Bioengineered Rice Increases Grain Yields Upto 27%

New research from China has demonstrated that a novel technique to enhance photosynthetic efficiency in rice crops can increase grain yields by up to 27 percent. The study also shows other recent demonstrations of food bioengineering designed to enhance worldwide food productivity by improving the photosynthesis process in crops. 

Scientists are working to increase crop yields to enhance the efficiency of photosynthesis. Around 20-50% of the energy a plant produces through photosynthesis can be diverted into a process called photorespiration. 

However, one scientist recently described photorespiration as "anti-photosynthesis." Plants generate the chemical energy they need to grow by grabbing carbon dioxide molecules from the surrounding environment. Around 25% of the time the plant incorrectly collects oxygen molecules, creating a plant-toxic byproduct that disrupts the entire photosynthesis process, and ultimately releases carbon dioxide. Photorespiration is the process plants use to remove these problematic byproducts. 

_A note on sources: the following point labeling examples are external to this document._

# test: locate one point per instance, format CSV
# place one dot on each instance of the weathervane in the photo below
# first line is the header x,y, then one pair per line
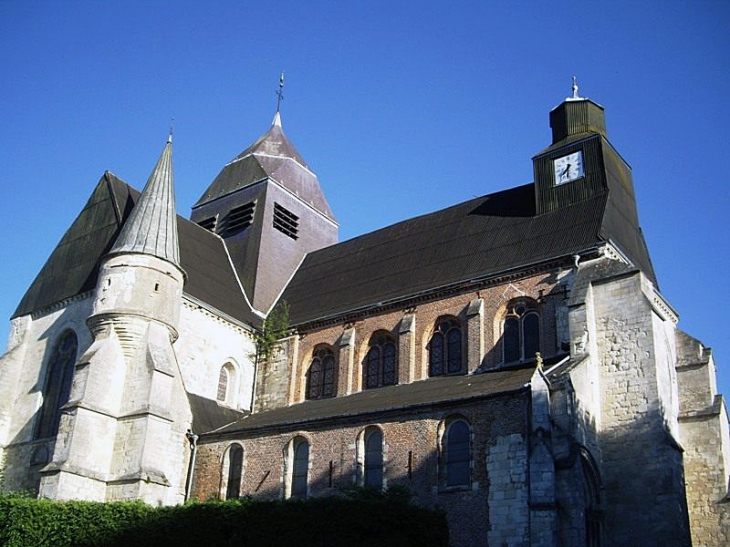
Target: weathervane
x,y
575,88
280,92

One recent strategy developed to increase photosynthetic efficiency focus on engineering more efficient photorespiration pathways within a plant. These techniques essentially engineered alternate routes within a plant cell so the toxic byproducts could be removed using less energy. 

The new study, from a team of scientists in China, demonstrates a different strategy to increase a plant's energy efficiency. This technique diverts carbon dioxide produced during photorespiration to photosynthesis. The process is named GOC bypass and utilizes three enzymes to convert a molecule called glycolate into carbon dioxide. 

The results were impressive in field tests using rice crops, with the GOC bypass plants displaying overall grain yield improvements between 7 and 27%. Photorespiratory rates were suppressed by up to 31% and net photosynthetic rates increased up to 2%. 

The researchers suggest these results can be further optimized through larger field testing and experimenting with different rice varieties. Future work will also investigate whether the technique applies to other food crops like potatoes. Though there are many questions that need to be resolved before these kinds of engineered crops can be widely deployed. 

"Although we don't expect this approach would affect the taste of these plants, both the nutritional quality and taste are yet to be comprehensively evaluated by independent labs and governmental agencies," said Xin-Xiang Pen, senior author on the new research.